Dari bantuan ganda Pulau Cinta untuk kembalinya lama ditunggu-tunggu Kakak laki-laki, hanya perlu sekali melihat trending topik Twitter untuk mengetahui bahwa ini adalah tahun yang besar bagi reality TV. Dan permintaannya masih kuat – 3,4 juta orang menonton untuk menyaksikan para kontestan berpasangan dan dipermalukan di episode pertama Maya Jama sebagai Pulau Cinta tuan rumah pada bulan Januari. Namun, dalam dekade literal sejak itu Kakak laki-laki’peluncuran tahun 2000, dan hari-hari memabukkan TOWIE, Dibuat Di Chelsea dan berbagai pertunjukan bakat yang mengikutinya, tampaknya casting tetap sangat kurang dalam keragaman dan, yah, realisme. Tapi kenapa?
Sebagai penyandang disabilitas, sangat jarang seseorang di reality TV terlihat seperti saya, atau bagian dari komunitas saya. Tubuh saya, dan kehidupan yang saya jalani, jauh dari standar kecantikan yang sangat sempit yang disajikan kepada kami di layar dalam reality show.
Penelitian pemerintah baru-baru ini memperkirakan 14,6 juta penyandang disabilitas tinggal di Inggris Raya, tetapi sebagian besar pemeran reality TV adalah non-penyandang disabilitas, dan mereka yang disertakan terkadang terasa seperti renungan. Kurangnya representasi ini hanya melanggengkan gagasan yang merusak bahwa menjadi cacat berarti tidak layak untuk dicintai, sama seperti saya diberitahu bahwa saya ‘cantik – untuk gadis cacat’.
Tentu saja, bukan berarti tidak ada kontestan penyandang cacat di reality TV, dan beberapa acara mengambil langkah ke arah yang benar (walaupun reaksi di media sosial sering terasa seperti membawa kita mundur dua langkah). Musim salah satu Para Pengkhianat menerima pujian luas untuk pemerannya yang benar-benar beragam, sementara Benar-benar Ayo Menari telah dipuji karena susunan pemainnya yang inklusif selama bertahun-tahun, termasuk Ellie Simmonds, yang lahir dengan achondroplasia (suatu bentuk kekerdilan), dan JJ Chalmers, yang terluka dalam ledakan bom pada tahun 2011. Kemudian, tentu saja, si brilian Tasha Ghouri dari Pulau Cinta 2022yang telah menggunakan platformnya untuk mendiskusikan kehidupan dengan implan rumah siput.
Tapi dengan acara seperti The Undateables Dan Cinta Dalam Spektrum, yang memperlakukan kontestan lebih seperti tontonan daripada lajang, sulit untuk merasa bahwa kita termasuk dalam dunia reality TV. Kontestan penyandang disabilitas tidak ingin menimbulkan rasa kasihan, dan pemeran non-disabilitas tidak boleh dianggap suci karena ingin berkencan dengan kami. Itu hanya memperkuat gagasan bahwa jika Anda cacat, Anda lebih sulit untuk dicintai, yang dapat berdampak kecil ke dalam kehidupan nyata.

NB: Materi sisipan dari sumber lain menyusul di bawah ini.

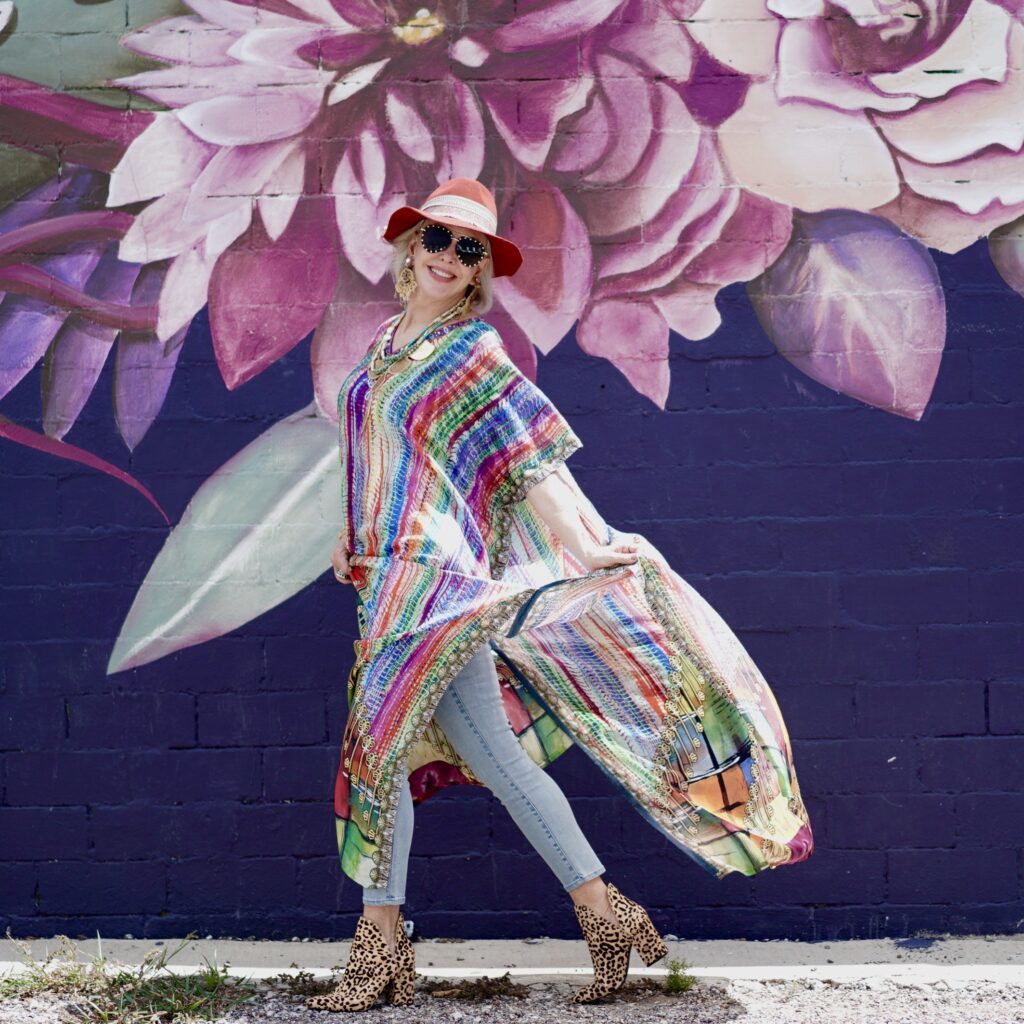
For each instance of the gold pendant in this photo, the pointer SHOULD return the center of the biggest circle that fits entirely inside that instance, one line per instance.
(422, 351)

Sebuah studi baru-baru ini dari Kantor Statistik Nasional menunjukkan bahwa penyandang disabilitas hampir tiga kali lebih mungkin mengalami kekerasan dalam rumah tangga dibandingkan dengan orang dewasa yang tidak memiliki disabilitas.

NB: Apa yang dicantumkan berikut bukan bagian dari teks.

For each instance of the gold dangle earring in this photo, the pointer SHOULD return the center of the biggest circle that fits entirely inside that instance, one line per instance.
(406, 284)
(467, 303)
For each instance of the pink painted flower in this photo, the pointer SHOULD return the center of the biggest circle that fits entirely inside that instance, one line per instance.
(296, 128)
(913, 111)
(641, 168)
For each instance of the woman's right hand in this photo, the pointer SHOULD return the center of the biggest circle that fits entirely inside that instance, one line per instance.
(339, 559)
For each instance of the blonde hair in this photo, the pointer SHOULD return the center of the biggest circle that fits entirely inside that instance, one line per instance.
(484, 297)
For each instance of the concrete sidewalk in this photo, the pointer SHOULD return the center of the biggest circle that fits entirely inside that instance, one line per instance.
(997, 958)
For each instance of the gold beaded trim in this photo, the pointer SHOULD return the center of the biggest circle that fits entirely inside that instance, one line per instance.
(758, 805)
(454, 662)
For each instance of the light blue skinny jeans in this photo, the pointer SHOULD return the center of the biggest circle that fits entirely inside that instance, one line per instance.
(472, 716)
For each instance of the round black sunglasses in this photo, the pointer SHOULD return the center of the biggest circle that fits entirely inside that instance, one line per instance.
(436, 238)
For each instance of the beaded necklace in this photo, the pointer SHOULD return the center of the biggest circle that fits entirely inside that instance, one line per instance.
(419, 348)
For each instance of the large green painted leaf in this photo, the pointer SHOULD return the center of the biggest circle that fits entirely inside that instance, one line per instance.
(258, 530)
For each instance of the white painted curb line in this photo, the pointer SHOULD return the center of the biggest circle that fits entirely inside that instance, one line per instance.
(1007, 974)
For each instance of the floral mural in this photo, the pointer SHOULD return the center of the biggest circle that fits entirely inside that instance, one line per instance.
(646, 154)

Agar sikap berubah, reality TV perlu berhenti memperlakukan penyandang disabilitas sebagai berbeda dan menyertakan kami dengan cara yang menormalkan pengalaman kami. Kami tidak membutuhkan pertunjukan kami sendiri; kami ingin menjadi lajang yang berantakan saat kencan yang buruk, sama seperti orang lain. Kami ingin bergandengan tangan, berkumpul – dan bertemu Maya Jama.